Former Coles boss Ian McLeod, who will soon take up a new strategic role at Wesfarmers, has previously indicated that expanding offshore is an option for the company.
Tax experts and business groups claim that a higher comparative corporate tax rate is to blame for more money going offshore. It is estimated that $18 billion is going to low-tax jurisdictions in company trade activities, including profits and tax, according to the Australian Taxation Office (ATO).
‘WE ARE GOING TO HAVE DECLINING LIVING STANDARDS’
KPMG tax partner Grant Wardell-Johnson said Australia needed to keep up with the rest of Asia, because more companies were choosing to do business in low-tax jurisdictions like Singapore, with a company tax rate of 17 per cent, and Hong Kong, where the rate is 16.5 per cent. “Unless we get some of that action [in Asia], we are going to have declining living standards, and important to that is a lower corporate tax rate,” Mr Wardell-Johnson said.
“I can’t quantify how much money doesn’t come into Australia because of our corporate tax rate, how much private equity says, ‘No we won’t locate here we will locate in Hong Kong because of the differential.’ I can’t put numbers on that, but I do know one thing – it is significant now and it will be significant going forward.”
The Tax Institute’s senior tax counsel, Robert Jeremenko, said Australia needed to lower the corporate tax rate to 25 per cent, in line with recommendations previously made in the 2010 Henry Tax Review. “Australia should be looking at getting the company tax rate down to 25 per cent, somewhere around that order, and that will still leave us very high compared to our similarly sized OECD competitors.”

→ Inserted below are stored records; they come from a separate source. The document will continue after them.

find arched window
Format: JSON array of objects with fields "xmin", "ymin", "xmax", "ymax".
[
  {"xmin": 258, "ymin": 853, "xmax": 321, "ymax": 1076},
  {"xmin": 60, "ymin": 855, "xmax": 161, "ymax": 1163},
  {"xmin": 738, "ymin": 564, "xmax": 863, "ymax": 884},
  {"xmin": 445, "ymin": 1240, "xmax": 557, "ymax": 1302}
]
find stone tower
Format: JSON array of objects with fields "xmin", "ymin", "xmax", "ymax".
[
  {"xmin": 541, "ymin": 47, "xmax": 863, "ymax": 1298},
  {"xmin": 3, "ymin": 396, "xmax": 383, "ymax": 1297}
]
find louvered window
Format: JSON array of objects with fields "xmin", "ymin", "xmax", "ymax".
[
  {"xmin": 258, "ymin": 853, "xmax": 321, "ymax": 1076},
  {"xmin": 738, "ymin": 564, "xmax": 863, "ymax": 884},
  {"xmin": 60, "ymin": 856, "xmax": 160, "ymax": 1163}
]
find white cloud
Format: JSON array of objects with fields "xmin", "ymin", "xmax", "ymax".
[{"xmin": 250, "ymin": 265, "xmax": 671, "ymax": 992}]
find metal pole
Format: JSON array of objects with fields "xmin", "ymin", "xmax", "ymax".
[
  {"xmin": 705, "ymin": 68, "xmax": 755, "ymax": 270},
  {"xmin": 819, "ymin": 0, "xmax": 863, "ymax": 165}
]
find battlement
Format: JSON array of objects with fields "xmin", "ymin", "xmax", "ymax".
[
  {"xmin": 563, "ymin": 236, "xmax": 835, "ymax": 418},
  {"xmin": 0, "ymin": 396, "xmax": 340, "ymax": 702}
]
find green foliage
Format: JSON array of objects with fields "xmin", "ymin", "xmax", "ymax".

The government will cut the corporate tax rate to 28.5 per cent next year, but this will be offset by the 1.5 per cent parental leave levy.
Concerns have also been raised that lowering the corporate tax rate would reduce the value of retained franking credits by 7 per cent.
Lowering the corporate tax rate and cracking down on offshore tax avoidance will be high on the agenda this year at the G20 meeting in Brisbane.
An ATO deputy commissioner, Mark Konza, said global tax authorities are monitoring offshore expansions.
“If you’re actually going to a low-tax jurisdiction and you’re actually carrying out the economic activity that you claim you are doing, then that is what we call tax competition and that is legitimate,” he said. “But what we tend to find is instances where people say they are carrying out an economic activity in a jurisdiction, but we have doubts as to whether that is really [being carried] out, or at least to that extent.”